The perils of fragmentation Part two

In order to maintain optimal system performance and reliability, it is desirable for enterprises to schedule disk defragmentation on a regular basis for all servers and workstations. Therefore, the ability of an enterprise to schedule, control, and monitor defragmentation is extremely relevant to TCO.

This becomes apparent by comparing manual against centrally monitored network defragmentation.

Impact of manual defragmentation

It is both impractical and cost-ineffective for IT support groups to manually run defragmentation box by box across an enterprise. This causes two basic problems:

The time and effort required to manually defragment servers and workstations for defragmenting throughout an enterprise increases TCO proportionately with the size and number of servers and workstations. TCO benefits are realized by centralized defragmentation of even a handful of machines; in mid-sized and large companies, manual defragmentation quickly becomes cost prohibitive.

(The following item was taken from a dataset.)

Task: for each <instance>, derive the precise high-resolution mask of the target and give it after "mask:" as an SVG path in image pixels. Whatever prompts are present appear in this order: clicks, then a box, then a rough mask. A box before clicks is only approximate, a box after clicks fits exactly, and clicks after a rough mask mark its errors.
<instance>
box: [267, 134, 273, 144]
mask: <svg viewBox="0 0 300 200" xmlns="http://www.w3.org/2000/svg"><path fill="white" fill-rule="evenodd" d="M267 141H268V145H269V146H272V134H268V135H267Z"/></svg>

Due to the labor-intensive nature of manually defragmenting each individual server, it would typically end up being performed in a reactive manner, if done at all. A site would experience slow downs impacting productivity. End users would complain because of poor systems performance, and IT staff would have to run the defragmentation software on specific workstations and servers. Along with lost performance, desktop support calls would increase significantly due to reliability degradation. Thus, a manual process would create such problems that much of the benefits available from defragmentation would be lost.

Cost advantages of network defragmentation

Let’s look at three typical examples of manual versus network defragmentation. The first concerns a single server with 10 workstations; the second consists of 10 servers and 1,000 workstations, and the final example has 25 servers and 5,000 workstations.

In each manual scenario, let’s assume it takes one hour to defragment server and workstation disks, allowing enough time for an IT support person to schedule the activity, move to the location, and perform the task. For the purposes of this example, we will further assume that defragmentation is only performed once a week and that the IT support person is paid $40 per hour.


The real cost of hardware upgrades

Many companies upgrade their hardware approximately every three years. In many cases, however, the performance gains anticipated from hardware upgrades may be realizable through defragmentation of their existing systems.

How much does it cost to improve system performance and reliability through a hardware upgrade or replacement? Unfortunately, a system upgrade/replacement involves more than the cost of the hardware alone. The IT professional’s time must also be considered in the equation, as well as the expense of system unavailability to the user. Using the same three scenarios as before, at an average cost (as of April,

2003) of $1,800 per workstation and four hours of IT-staff time to perform each upgrade, we can estimate the overall cost of the upgrade/replacement. Note: This figure is based on obtaining new equipment rather than attempting to upgrade individual components. Based on PC workstation economics, it is more cost efficient to buy a new one. The older workstation can either be re-deployed or scrapped.

Let’s assume that the original workstations were purchased three years ago for $2,800 and have a typical three-year life cycle. However, due in large part to disk fragmentation, the workstations have steadily deteriorated in performance and reliability. A company then decides it is time to upgrade the workstation after three years. The residual value after three years is estimated at 10 per cent or about $280. This calculates out to a cost of $2,520 for the three years or $840 per year.

At the end of the third year, new notebooks with faster processors, more memory,

and larger disks can also be purchased for about $1,800 due to lower workstation costs. Using a five-year period, in this example, the cost would average out at $756 per year. This $756 figure is based on the $2,520 cost for the first three years for the initial workstation plus the $1,260 cost over two years for the second workstation (using 30 per cent residual value). This totals $3,780 over the five-year period or $756 per year. Yet, even with the upgrade, it becomes just a matter of time before the disk on the newer system also becomes fragmented, producing a performance bottleneck.

Along with actual costs of new hardware, factor in the time it takes to remove an older model and install a newer workstation. Using data from a previous IDC study, it takes on average two and one-half hours to de-install a workstation and another three and one-quarter hours to install the new one. As a result, five and three-quarter hours are absorbed in replacement. Total staff hours are rounded to the nearest hour and the same forty dollars per hour is used for IT staff costs. In these three scenarios, bear in mind that only the workstation and time costs are calculated. Server expenses are not included, though they do have a significant impact on the overall costs.


IDC has shown the value of using an automated network defragmentation tool as compared to maintaining a Windows enterprise either without routine defragmenting or in using a built-in, manual utility. Solving fragmentation will help companies achieve the purpose of achieving gains in user productivity, lowering IT / help desk costs, hardware budget waste, and help increase system uptime.

Frederick W. Broussard is an analyst at IDC Corp. in Framingham, Mass.